Kırılma noktamız olur bazen hayatın içinden yüreğe düşen acı damlalar, bazen de sevgiliye dönüşen bir çığlık olur son sözü vasiyet gibi yazılan ya da hayat çetelesinde dolaşırken, aykırı düşüncelerle beyninin sol yanıyla sağ yanı çatışır bulursun hayat yolunda… Bazen de söyleyecek söz bulamazsın ve sessiz bir çığlık gönderirsin annene; çaresizliğinin içinde çare arayarak…

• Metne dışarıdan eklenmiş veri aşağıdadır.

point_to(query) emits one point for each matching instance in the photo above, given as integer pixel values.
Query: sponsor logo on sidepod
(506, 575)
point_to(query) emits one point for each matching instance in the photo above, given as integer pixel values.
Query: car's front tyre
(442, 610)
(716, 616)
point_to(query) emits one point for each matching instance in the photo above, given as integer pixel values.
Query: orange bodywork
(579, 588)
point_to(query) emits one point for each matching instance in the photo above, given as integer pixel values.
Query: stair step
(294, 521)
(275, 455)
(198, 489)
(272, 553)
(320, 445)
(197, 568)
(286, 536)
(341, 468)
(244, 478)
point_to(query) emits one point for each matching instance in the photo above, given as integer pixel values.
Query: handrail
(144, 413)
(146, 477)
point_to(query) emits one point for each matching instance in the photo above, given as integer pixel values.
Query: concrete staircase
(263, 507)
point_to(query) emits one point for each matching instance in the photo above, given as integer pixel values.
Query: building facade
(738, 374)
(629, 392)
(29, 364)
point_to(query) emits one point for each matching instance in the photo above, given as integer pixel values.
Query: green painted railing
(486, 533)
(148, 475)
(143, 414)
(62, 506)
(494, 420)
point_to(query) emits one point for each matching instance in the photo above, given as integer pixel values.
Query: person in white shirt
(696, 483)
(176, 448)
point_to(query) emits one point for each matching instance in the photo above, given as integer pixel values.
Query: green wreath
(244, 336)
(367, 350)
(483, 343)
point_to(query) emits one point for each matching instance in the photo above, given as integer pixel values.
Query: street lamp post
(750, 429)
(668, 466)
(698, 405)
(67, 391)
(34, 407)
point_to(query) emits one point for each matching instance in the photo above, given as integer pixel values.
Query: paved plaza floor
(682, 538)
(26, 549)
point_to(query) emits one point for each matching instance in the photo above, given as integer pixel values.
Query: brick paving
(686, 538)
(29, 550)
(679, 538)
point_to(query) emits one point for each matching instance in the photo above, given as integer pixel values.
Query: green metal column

Hayatın sorgularla, sevgilerle dolu geçerken, gün gelir dışa kapalı düşünce kapılarını kırmak istersin. Kirlenmişliklerle, yaşarken çürüyenlerle, kapanmayan yaralarla, maddiyatla maneviyatı yok etmeye çalışanlarla yaşarken içinden gelen bir sesle aşkın ve hayatın içinden düşen damlaların harf harf dizilişiyle örülü bir anlatı serüvenidir sayfalara yansıyan. Öyle bir an gelir ki seslenirsin; elveda son sayfamın, son tümcesinin, son noktası…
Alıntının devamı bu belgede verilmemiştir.